The decision of the body corporate is harsh and unjust as there is already an air-conditioning unit installed in one of the units. That (sic) unit that is installed is a (sic) order unit which is noiser (sic) than the split system unit we would propose to install.

Also Michael McDonagh operates a “B” double petrol tanker on odd hour shifts and requires quality sleep often during the day to ensure the safety of himself and the other road users.


Whilst not stated by the applicants, I understand that they have in fact proceeded with the installation of two air conditioners in their lot, with the condenser units being installed on common property of the parcel.

There are 10 lots in the scheme. All owners excepting the applicants voted on a voting circular to determine the issue. The issue put was straight forward, namely I agree / I do not agree to the installation of reverse cycle split system airconditioning units on the balcony of unit 2, overlooking the driveway. The outcome of the vote was 7 against, with 2 in favour, and the applicant’s vote not recorded.
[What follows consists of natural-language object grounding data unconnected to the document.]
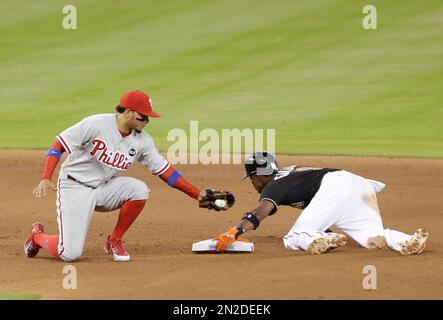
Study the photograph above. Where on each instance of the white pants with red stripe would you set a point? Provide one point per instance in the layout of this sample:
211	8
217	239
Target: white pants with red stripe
76	203
349	202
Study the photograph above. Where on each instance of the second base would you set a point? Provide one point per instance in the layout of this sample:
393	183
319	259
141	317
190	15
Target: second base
209	246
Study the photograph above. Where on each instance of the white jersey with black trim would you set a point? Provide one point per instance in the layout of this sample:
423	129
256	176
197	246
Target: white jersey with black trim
97	151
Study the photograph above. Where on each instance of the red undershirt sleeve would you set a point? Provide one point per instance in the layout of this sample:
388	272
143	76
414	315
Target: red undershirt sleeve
174	178
52	159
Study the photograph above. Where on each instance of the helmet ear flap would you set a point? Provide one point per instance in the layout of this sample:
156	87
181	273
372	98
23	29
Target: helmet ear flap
260	163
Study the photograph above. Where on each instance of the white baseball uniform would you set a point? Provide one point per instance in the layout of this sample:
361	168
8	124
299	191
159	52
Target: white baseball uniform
88	178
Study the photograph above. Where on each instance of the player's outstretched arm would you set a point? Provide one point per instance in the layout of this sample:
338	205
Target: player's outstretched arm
250	221
212	199
51	161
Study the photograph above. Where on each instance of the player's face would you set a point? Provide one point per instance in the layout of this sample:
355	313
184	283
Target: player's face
138	121
257	182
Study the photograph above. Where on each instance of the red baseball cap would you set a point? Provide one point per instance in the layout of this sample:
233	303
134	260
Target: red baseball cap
138	101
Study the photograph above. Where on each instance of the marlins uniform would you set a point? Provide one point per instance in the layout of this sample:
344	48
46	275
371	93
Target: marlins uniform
328	197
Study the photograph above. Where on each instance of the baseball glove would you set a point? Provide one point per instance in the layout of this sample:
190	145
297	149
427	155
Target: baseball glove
217	200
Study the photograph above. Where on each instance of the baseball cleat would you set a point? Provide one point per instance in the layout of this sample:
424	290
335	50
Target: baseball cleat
378	242
327	243
30	247
115	247
416	244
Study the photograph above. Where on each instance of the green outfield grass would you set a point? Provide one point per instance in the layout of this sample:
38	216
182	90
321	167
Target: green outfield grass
305	68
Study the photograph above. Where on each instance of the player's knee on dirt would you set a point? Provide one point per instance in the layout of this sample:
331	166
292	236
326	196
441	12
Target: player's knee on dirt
140	190
71	256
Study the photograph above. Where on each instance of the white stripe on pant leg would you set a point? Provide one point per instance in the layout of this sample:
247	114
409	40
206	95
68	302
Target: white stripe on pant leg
301	240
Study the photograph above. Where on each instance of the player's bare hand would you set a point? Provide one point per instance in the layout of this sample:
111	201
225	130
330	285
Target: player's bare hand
42	188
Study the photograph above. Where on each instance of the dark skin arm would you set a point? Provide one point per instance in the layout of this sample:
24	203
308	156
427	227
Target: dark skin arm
263	210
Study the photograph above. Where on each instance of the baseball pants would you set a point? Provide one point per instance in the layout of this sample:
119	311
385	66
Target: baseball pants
349	202
76	203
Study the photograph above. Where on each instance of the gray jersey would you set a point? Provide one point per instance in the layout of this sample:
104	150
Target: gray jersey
97	151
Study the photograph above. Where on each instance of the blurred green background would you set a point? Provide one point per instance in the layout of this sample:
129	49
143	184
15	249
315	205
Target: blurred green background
304	68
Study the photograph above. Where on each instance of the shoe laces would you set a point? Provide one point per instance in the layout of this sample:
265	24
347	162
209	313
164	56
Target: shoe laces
117	247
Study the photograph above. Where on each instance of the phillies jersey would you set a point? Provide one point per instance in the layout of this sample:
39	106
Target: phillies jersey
97	151
293	188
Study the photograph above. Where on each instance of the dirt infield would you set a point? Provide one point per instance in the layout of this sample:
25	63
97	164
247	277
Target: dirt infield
163	266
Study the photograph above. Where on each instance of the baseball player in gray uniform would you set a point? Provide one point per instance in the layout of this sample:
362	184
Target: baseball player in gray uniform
100	147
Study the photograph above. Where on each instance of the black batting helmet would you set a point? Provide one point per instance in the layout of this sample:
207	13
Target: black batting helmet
260	163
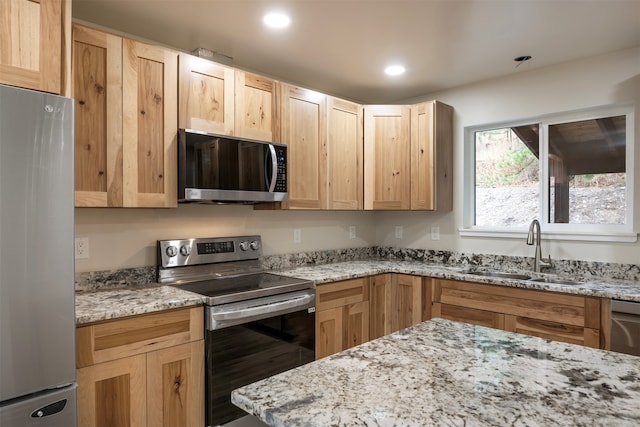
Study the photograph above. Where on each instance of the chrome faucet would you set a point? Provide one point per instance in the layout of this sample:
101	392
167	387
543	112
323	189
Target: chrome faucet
538	261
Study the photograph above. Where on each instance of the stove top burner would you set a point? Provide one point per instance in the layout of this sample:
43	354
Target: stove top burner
240	288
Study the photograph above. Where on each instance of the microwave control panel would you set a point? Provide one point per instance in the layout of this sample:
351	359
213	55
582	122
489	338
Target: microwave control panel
281	178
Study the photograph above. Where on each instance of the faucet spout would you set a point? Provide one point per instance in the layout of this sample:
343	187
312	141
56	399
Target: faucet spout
534	236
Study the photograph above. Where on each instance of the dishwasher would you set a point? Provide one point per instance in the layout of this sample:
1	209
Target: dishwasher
625	327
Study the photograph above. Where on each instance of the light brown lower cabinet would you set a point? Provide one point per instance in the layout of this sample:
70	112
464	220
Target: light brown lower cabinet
561	317
342	316
145	370
395	303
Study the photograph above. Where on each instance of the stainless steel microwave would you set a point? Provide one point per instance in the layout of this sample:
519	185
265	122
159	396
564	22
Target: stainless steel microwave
228	169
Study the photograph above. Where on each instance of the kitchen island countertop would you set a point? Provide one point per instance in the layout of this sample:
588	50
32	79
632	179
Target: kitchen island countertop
447	373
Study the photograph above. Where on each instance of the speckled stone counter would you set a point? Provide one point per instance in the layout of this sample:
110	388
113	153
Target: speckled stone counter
111	304
444	373
608	288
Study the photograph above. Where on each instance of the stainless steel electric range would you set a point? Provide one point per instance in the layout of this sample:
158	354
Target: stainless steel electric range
257	324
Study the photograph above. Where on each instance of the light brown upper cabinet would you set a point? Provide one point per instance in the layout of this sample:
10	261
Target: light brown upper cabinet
221	100
126	121
256	106
97	89
387	149
304	130
408	157
345	155
431	156
35	36
206	96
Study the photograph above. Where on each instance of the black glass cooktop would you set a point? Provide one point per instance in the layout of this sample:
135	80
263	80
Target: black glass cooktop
241	288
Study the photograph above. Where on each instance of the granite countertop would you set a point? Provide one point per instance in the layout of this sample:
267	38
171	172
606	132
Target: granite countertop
99	305
447	373
111	304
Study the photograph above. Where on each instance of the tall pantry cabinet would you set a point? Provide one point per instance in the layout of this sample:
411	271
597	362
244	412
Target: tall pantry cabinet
126	121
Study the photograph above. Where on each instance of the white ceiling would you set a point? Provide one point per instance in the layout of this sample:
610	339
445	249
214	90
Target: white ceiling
341	47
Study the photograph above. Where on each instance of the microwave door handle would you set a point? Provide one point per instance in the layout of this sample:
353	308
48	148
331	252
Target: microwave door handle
274	168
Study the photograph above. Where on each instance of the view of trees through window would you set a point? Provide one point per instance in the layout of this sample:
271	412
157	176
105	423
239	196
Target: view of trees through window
586	168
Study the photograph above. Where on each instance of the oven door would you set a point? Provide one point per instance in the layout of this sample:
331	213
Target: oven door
253	349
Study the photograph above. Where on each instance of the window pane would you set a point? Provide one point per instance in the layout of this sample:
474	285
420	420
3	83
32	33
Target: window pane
587	171
507	176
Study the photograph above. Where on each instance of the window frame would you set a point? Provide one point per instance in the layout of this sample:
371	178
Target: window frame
552	231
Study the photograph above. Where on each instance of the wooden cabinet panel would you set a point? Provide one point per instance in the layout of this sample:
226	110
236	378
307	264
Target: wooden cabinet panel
256	107
113	393
32	51
387	148
206	96
149	125
345	155
342	316
469	315
381	306
561	317
138	334
431	156
339	294
408	300
97	89
304	131
175	391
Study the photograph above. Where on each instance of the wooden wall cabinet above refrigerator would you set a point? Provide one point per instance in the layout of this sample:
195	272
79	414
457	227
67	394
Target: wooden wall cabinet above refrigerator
35	39
126	116
222	100
408	157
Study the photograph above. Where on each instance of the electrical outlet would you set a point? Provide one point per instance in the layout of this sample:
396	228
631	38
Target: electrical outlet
435	233
82	247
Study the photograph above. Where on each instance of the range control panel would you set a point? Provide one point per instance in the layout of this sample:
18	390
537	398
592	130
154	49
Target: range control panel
183	252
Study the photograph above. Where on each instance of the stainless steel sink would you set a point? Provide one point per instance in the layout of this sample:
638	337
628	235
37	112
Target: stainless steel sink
557	281
499	274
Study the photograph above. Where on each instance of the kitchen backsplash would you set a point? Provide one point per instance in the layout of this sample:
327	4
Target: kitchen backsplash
582	270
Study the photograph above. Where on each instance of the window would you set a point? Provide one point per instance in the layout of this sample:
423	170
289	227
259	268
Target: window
574	173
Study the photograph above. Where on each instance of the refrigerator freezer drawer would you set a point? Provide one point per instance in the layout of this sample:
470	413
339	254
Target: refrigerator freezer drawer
54	409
Section 114 of the standard module provides as follows

ÿ
Improvements to common property by lot owner—Act, s 121
114.(1) The body corporate may, if asked by the owner of a lot, authorize the owner to make an improvement to the common property for the benefit of the owner’s lot.
(2) The improvement must be authorised by special resolution of the body corporate unless—
(a) the improvement is a minor improvement; and
(b) the improvement does not detract from the appearance of any lot included in, or common property for, the scheme; and
(c) the body corporate is satisfied that use and enjoyment of the authorised improvement is not likely to promote a breach of the owner’s duties as an occupier.
(3) An authorisation may be given under this section on conditions the body corporate considers appropriate.
(4) The owner of a lot who is given an authority under this section 24 —
(a) must comply with conditions of the authority; and
(b) must maintain the improvement made under the authority in good condition, unless excused by the body corporate.

It should be noted the section requires a special resolution in order for an improvement involving common property to be carried. One of the requirements of a special resolution is that the number of votes counted against the motion must not be more than 25% of the number of lots included in the scheme – 2.5 in this case. The number of votes case against the motion was in fact 7. The proposal failed this requirement of a special resolution by a significant proportion. It should be noted that the proposal also failed the two other limbs or requirements of a special resolution.

The issue to determine is whether the circumstances of this application warrant the proposal being carried. The circumstances raised by the applicants are the wife’s health and the husband’s occupation. In addition, they raise the issue of an existing air conditioning unit being installed.

The secretary of the body corporate in her submission has stated the circumstances of the installation of the air-conditioning unit being installed in unit 5. She states that it was installed more that 20 years ago, and body corporate records do not show any body corporate approval for its installation. Further, the secretary states that the last time the unit was operated was in the summer of 1993/94 and that “such operation caused significant disturbance to neighbours”. The occupier of lot 5 has provided a statement that she has rented the unit since 1995 and that she has “never used the air-conditioning unit mounted in the bedroom window of unit 5”. I am satisfied that the air conditioner is not in operation.

As to the health considerations of Mrs McDonagh, I have been advised that this was not provided to the body corporate with the applicant’s request to install the air-conditioning units. The date of the doctor’s letter postdates the applicant’s letter of request by 9 days.

In the circumstances, I am not prepared to overrule the body corporate’s rejection of the applicant’s proposal. In particular, the level of opposition to the proposal by owners (7 of 10) is compelling, and in my view, should not be overridden. Given this, I intend to order that the applicant’s removal the air-conditioning units from all parts of the common property, and reinstate the common property to its former condition.